El acto, que se celebró el 14 de marzo de 2025, comenzó con una cálida bienvenida a cargo de María Dolores Muñoz Valverde, alcaldesa de Bullas y presidenta actual de la Mancomunidad, quien destacó la carrera de la directora saliente. A lo largo de la tarde, varios alcaldes y miembros de la Junta de Gobierno intervinieron, subrayando la importancia de su labor. Pero el momento más esperado llegó cuando María Dolores tomó la palabra, visiblemente emocionada, para compartir sus sentimientos en su último día como directora.
María Dolores confesó lo difícil que le resultaba describir sus emociones, ya que estaba viviendo una mezcla de alegría y nerviosismo por lo que vendría después. Recordó el momento en que, un año antes, recibió la carta de la Seguridad Social confirmando su jubilación, y cómo, a pesar de la posibilidad de continuar trabajando, decidió poner fin a su etapa laboral para disfrutar de otros aspectos de la vida: «Quiero disfrutar algunos años, mientras el cuerpo aguante, de actividades que he ido aplazando, y sobre todo de estar más con mi familia y amigos», comentó.

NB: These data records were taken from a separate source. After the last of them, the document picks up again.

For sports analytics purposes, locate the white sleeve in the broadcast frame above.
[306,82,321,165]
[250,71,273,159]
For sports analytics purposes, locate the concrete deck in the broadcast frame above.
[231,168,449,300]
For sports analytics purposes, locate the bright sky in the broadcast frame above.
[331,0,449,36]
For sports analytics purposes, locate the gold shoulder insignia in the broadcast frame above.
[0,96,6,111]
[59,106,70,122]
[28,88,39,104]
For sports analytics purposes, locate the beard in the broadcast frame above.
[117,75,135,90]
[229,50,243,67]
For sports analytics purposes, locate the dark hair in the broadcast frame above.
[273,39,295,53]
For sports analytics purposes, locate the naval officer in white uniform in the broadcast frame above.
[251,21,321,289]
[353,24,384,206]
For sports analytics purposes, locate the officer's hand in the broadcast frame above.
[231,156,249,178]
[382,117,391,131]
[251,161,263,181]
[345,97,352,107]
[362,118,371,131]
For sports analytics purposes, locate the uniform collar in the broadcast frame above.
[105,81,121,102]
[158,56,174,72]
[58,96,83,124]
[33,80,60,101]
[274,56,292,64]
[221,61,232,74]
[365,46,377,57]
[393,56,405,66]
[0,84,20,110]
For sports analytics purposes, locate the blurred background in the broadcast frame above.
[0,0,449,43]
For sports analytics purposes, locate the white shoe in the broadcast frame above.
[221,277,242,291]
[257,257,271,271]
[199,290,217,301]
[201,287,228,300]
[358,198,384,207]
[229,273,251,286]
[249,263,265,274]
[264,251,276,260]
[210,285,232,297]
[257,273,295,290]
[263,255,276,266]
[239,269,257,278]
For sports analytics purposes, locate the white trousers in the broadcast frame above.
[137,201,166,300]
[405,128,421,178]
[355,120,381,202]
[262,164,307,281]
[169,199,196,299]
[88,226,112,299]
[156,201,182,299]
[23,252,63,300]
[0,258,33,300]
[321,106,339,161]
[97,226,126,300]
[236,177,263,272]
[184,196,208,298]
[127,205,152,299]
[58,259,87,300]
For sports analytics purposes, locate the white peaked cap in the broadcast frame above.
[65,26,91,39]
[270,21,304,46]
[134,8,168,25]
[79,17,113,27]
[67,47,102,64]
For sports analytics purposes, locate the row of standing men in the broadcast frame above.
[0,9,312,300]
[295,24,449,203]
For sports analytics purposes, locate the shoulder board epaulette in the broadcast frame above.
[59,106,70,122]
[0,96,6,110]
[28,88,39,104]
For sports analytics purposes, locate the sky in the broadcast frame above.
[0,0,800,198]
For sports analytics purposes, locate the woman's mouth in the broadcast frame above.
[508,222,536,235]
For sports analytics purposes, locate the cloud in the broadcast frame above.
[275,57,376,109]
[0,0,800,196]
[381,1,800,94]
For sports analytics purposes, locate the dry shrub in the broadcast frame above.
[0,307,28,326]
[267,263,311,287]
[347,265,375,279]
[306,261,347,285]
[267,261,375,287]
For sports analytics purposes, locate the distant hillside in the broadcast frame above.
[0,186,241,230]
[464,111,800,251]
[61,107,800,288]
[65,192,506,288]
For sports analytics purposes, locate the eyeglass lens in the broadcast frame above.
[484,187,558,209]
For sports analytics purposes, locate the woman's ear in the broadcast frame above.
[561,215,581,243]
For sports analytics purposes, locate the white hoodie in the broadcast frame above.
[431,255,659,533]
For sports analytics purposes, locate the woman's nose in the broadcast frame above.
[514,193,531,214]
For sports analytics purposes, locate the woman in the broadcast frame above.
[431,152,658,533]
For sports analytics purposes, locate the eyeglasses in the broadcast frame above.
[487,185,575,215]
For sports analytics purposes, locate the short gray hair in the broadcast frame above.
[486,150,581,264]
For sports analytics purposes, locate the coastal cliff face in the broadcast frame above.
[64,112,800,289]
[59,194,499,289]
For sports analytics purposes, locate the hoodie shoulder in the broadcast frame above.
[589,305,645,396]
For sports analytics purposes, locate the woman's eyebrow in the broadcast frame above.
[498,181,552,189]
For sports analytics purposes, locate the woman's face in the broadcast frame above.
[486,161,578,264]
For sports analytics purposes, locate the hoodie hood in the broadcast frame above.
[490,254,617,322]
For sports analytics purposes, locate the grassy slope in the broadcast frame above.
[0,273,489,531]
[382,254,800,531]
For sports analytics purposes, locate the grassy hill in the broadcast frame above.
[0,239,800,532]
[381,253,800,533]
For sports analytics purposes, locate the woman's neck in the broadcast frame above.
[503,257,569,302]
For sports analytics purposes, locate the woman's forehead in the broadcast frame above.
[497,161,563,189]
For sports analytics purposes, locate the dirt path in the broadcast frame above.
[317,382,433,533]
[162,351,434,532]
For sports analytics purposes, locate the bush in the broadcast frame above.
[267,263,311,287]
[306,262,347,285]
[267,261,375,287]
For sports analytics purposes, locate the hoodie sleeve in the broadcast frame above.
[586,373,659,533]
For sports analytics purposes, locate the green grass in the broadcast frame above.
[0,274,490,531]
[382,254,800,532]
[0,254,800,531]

A lo largo de su discurso, revivió recuerdos entrañables de su carrera, mencionando anécdotas como cuando, en 1992, comenzó a trabajar en la Mancomunidad, perdiéndose las Olimpiadas de Barcelona para ganar experiencias que marcaron su vida: bañarse en el salto del Usero, conocer la noche de los tambores de Mula, y disfrutar de la gastronomía y los paisajes de los pueblos de la comarca. Pero lo que más destacó fue su contribución al desarrollo de los servicios sociales en la zona, y cómo, junto a su equipo, logró adaptar los recursos a las necesidades cambiantes de los habitantes de la región, siempre bajo el principio de que «los derechos sociales deben ser ejercidos en igualdad de condiciones».

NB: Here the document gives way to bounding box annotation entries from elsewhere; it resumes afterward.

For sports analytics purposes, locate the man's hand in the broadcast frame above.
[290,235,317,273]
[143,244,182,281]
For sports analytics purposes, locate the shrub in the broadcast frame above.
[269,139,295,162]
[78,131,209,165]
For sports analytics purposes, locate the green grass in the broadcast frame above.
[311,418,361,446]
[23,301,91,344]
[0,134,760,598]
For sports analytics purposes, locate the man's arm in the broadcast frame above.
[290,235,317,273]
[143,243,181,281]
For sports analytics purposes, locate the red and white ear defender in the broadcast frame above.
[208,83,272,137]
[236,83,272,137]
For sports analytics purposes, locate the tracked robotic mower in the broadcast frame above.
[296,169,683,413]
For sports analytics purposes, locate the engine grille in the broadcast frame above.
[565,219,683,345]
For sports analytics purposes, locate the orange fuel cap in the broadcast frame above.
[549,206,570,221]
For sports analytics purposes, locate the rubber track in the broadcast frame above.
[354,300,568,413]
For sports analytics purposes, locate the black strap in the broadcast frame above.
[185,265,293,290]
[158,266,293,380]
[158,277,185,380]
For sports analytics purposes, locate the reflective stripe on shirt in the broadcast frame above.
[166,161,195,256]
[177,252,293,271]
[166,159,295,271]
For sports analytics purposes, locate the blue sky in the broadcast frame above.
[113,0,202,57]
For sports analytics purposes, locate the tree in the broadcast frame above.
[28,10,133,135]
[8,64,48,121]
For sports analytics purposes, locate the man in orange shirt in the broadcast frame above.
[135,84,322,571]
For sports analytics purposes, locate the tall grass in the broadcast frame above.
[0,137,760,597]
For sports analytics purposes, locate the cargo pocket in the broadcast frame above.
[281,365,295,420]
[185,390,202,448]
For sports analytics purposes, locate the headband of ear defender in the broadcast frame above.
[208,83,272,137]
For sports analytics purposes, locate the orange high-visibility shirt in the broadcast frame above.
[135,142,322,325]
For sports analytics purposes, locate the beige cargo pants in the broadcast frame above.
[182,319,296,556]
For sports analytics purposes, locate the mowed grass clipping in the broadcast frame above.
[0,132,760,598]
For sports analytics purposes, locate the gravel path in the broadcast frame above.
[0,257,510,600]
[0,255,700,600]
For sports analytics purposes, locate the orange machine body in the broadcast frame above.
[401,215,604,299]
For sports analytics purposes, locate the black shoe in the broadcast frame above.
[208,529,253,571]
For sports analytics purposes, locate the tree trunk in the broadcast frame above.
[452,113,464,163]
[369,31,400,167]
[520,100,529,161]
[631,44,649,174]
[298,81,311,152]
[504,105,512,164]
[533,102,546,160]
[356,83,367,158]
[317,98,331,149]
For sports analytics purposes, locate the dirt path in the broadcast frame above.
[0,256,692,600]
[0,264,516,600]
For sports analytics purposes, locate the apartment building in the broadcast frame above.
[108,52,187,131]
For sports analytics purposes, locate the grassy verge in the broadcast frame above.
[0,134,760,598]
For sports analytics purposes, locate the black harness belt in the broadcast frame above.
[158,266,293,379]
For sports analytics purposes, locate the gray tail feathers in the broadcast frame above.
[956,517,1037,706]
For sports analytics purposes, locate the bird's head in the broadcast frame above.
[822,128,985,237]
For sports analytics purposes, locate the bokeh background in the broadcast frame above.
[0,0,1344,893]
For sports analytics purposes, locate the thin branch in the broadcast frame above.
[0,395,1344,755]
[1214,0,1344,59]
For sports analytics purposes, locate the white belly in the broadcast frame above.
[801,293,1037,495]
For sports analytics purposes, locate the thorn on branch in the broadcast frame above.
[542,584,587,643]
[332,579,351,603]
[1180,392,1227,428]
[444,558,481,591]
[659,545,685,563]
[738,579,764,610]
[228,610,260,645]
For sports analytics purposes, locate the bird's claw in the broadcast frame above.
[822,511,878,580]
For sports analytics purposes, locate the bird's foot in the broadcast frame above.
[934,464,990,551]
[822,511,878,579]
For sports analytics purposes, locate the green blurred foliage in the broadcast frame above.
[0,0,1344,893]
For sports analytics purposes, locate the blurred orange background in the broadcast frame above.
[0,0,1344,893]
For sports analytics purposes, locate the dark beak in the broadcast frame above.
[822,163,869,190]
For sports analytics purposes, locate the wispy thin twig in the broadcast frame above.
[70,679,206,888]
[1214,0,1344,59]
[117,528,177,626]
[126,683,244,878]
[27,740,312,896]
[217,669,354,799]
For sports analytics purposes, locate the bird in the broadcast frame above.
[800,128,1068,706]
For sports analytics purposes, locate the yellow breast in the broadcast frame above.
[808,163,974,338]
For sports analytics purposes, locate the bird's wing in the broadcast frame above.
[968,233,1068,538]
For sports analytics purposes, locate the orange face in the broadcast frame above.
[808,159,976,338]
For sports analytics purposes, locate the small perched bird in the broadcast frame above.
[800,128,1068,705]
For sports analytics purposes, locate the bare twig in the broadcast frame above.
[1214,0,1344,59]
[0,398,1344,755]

Sin embargo, María Dolores también tuvo una destacada participación política en su pueblo natal, Alhama de Murcia, donde comenzó su carrera en el ámbito público. Fue concejala en el primer gobierno socialista de la localidad, con Diego J. Cerón como alcalde, y más tarde, desempeñó el cargo de diputada regional, demostrando su compromiso tanto en el ámbito local como en el regional. Su implicación en la política de Alhama fue una extensión natural de su dedicación al servicio público, y le permitió seguir luchando por el bienestar de su comunidad, buscando siempre la mejora de la calidad de vida de sus vecinos y vecinas.
El acto continuó con las intervenciones de compañeros y compañeras de trabajo, quienes también tuvieron palabras de agradecimiento. Una de ellas, emocionada, resaltó su fortaleza, valentía y dedicación, diciendo: «Has sido más que una directora, has sido nuestra guía, apoyo y amiga. Gracias a ti, hemos sido pioneros en muchos aspectos». También recordó momentos más informales, como las risas compartidas en los pasillos y las bromas sobre su coche rojo y su característico estilo.

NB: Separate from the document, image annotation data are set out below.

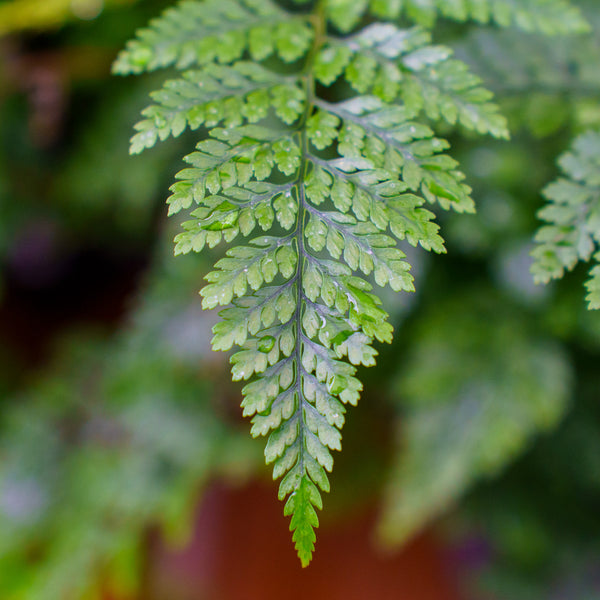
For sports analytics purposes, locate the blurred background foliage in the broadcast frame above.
[0,0,600,600]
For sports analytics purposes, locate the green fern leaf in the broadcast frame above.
[371,0,589,34]
[532,131,600,309]
[115,0,507,565]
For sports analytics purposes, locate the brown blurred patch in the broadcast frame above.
[141,483,461,600]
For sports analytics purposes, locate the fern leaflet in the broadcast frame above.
[532,131,600,309]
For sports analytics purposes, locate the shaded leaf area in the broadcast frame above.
[465,370,600,600]
[0,245,259,600]
[452,1,600,136]
[532,131,600,309]
[326,0,588,35]
[379,293,571,543]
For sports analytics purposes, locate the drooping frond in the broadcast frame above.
[115,0,507,565]
[532,131,600,309]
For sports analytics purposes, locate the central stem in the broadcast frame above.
[295,0,326,474]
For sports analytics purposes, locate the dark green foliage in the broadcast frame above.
[115,0,520,565]
[533,131,600,308]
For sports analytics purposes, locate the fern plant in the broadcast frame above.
[114,0,585,566]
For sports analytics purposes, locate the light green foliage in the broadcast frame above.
[532,131,600,309]
[379,294,571,543]
[115,0,581,565]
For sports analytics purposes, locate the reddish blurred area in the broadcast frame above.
[135,483,462,600]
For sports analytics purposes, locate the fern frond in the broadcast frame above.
[532,131,600,309]
[113,0,313,75]
[115,0,507,565]
[315,23,508,138]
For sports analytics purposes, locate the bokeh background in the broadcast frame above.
[0,0,600,600]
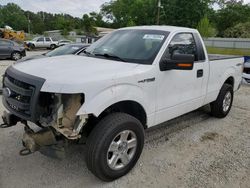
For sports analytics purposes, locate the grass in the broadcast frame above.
[207,47,250,56]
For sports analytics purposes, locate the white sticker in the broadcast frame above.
[143,34,164,40]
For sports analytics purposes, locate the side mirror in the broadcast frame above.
[160,54,195,71]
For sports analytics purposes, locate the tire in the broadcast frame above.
[11,52,22,61]
[210,84,234,118]
[29,44,36,50]
[86,113,144,182]
[50,44,56,50]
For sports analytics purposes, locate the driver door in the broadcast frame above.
[36,37,45,48]
[155,33,204,124]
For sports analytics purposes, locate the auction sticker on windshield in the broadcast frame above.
[143,34,165,40]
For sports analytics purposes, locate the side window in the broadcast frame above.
[165,33,198,61]
[0,40,12,46]
[37,38,44,42]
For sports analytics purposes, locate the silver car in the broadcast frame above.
[0,39,26,61]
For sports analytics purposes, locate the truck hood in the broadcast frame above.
[13,55,138,93]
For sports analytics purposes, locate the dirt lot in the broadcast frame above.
[0,53,250,188]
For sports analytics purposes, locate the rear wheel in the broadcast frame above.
[210,84,234,118]
[11,52,22,61]
[86,113,144,181]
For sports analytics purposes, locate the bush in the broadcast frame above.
[224,22,250,38]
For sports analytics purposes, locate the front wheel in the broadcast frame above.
[50,44,56,50]
[210,84,234,118]
[86,113,144,181]
[11,52,22,61]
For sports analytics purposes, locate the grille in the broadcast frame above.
[3,75,35,117]
[3,67,45,122]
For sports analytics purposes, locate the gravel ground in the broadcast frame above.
[0,53,250,188]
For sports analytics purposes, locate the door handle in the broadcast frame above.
[197,69,203,78]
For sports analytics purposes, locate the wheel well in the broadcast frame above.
[82,101,147,137]
[11,50,21,56]
[99,101,147,129]
[224,76,234,87]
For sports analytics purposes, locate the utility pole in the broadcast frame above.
[157,0,161,25]
[28,13,30,34]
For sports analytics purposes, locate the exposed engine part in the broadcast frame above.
[22,128,57,153]
[20,125,66,159]
[0,111,20,128]
[37,93,88,140]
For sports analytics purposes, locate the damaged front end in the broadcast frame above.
[1,68,88,158]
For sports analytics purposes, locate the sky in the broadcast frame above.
[0,0,250,17]
[0,0,109,17]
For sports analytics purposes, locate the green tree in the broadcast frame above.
[0,3,28,31]
[82,14,96,34]
[215,2,250,37]
[197,16,216,38]
[224,22,250,38]
[102,0,213,27]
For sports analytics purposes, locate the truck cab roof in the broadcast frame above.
[119,25,198,33]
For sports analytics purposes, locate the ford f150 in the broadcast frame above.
[2,26,244,181]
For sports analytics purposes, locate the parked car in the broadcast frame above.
[3,26,244,181]
[243,57,250,83]
[0,39,26,61]
[57,39,72,46]
[18,43,89,62]
[25,37,58,50]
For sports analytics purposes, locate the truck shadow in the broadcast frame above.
[0,104,213,187]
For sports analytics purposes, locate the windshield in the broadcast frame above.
[32,37,40,41]
[45,45,82,57]
[86,29,169,64]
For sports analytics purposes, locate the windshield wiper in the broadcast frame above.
[83,50,93,56]
[94,53,127,62]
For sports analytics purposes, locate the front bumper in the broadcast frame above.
[21,50,26,57]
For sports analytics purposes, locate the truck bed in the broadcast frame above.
[208,54,242,61]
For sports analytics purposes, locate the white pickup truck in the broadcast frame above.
[2,26,243,181]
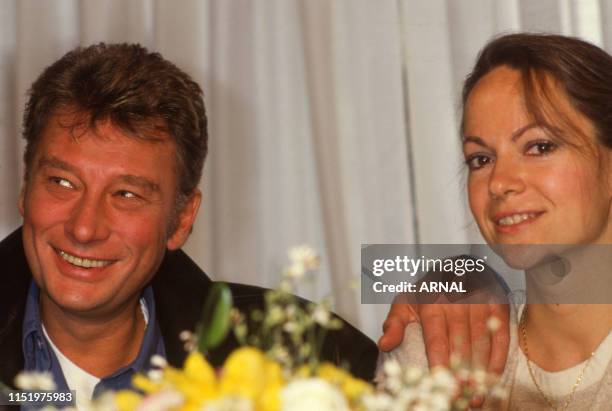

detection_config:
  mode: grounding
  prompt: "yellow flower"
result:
[220,347,284,411]
[183,351,217,386]
[164,367,218,404]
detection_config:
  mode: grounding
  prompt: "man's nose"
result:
[489,158,525,199]
[65,194,110,243]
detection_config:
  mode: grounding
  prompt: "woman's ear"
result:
[166,188,202,250]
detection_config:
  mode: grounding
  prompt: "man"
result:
[0,44,377,404]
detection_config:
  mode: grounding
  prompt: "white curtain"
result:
[0,0,612,338]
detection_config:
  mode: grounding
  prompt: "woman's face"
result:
[463,66,612,244]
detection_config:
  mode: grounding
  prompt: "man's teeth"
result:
[498,213,536,225]
[59,250,111,268]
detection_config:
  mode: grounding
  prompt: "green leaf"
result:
[198,283,233,353]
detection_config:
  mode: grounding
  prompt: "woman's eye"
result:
[465,154,491,170]
[525,141,558,156]
[49,177,74,188]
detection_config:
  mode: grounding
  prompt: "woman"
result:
[382,34,612,410]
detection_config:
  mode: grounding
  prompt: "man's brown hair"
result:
[23,43,208,207]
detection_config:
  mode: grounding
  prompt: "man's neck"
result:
[40,295,145,378]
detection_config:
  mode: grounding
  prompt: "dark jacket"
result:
[0,229,378,392]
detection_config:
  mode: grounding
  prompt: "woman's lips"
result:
[494,211,544,234]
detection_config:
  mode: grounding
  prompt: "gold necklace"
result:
[519,305,595,411]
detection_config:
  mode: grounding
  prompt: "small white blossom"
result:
[487,316,501,333]
[383,359,402,378]
[312,305,331,326]
[280,378,349,411]
[136,390,185,411]
[179,330,193,341]
[404,367,423,384]
[147,370,164,382]
[151,354,168,368]
[202,397,254,411]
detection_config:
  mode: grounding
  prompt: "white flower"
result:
[487,316,501,333]
[312,304,331,326]
[280,378,349,411]
[136,390,185,411]
[431,368,459,396]
[15,372,55,390]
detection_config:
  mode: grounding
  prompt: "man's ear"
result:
[17,187,25,217]
[166,188,202,250]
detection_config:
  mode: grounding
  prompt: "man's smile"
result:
[55,249,115,268]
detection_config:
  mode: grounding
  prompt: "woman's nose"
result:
[489,158,525,198]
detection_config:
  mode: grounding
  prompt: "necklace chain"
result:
[519,306,595,411]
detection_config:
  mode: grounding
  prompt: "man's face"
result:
[19,115,199,315]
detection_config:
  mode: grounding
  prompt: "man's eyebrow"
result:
[38,156,161,192]
[461,136,489,147]
[119,174,161,192]
[38,156,77,174]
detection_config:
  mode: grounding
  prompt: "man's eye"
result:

María Dolores se despide de su carrera profesional, pero no de su comunidad. Aunque se jubila, su legado permanece en la Mancomunidad del Río Mula, donde su trabajo transformó vidas y dejó una profunda huella en todos aquellos que la conocieron. Ahora, comienza una nueva etapa de su vida, con la esperanza de disfrutar más de su familia y de aquellas pequeñas cosas que siempre postergó. Sin embargo, su ejemplo de lucha, empatía y compromiso social seguirá inspirando a los que continúan su labor.
La celebración continuó por la tarde en un restaurante, donde el tono fue más informal. Allí, compañeros, amigos y familiares brindaron por su carrera y le expresaron sus mejores deseos para esta nueva etapa de su vida, disfrutando de un ambiente cálido y lleno de buenos augurios para su futuro.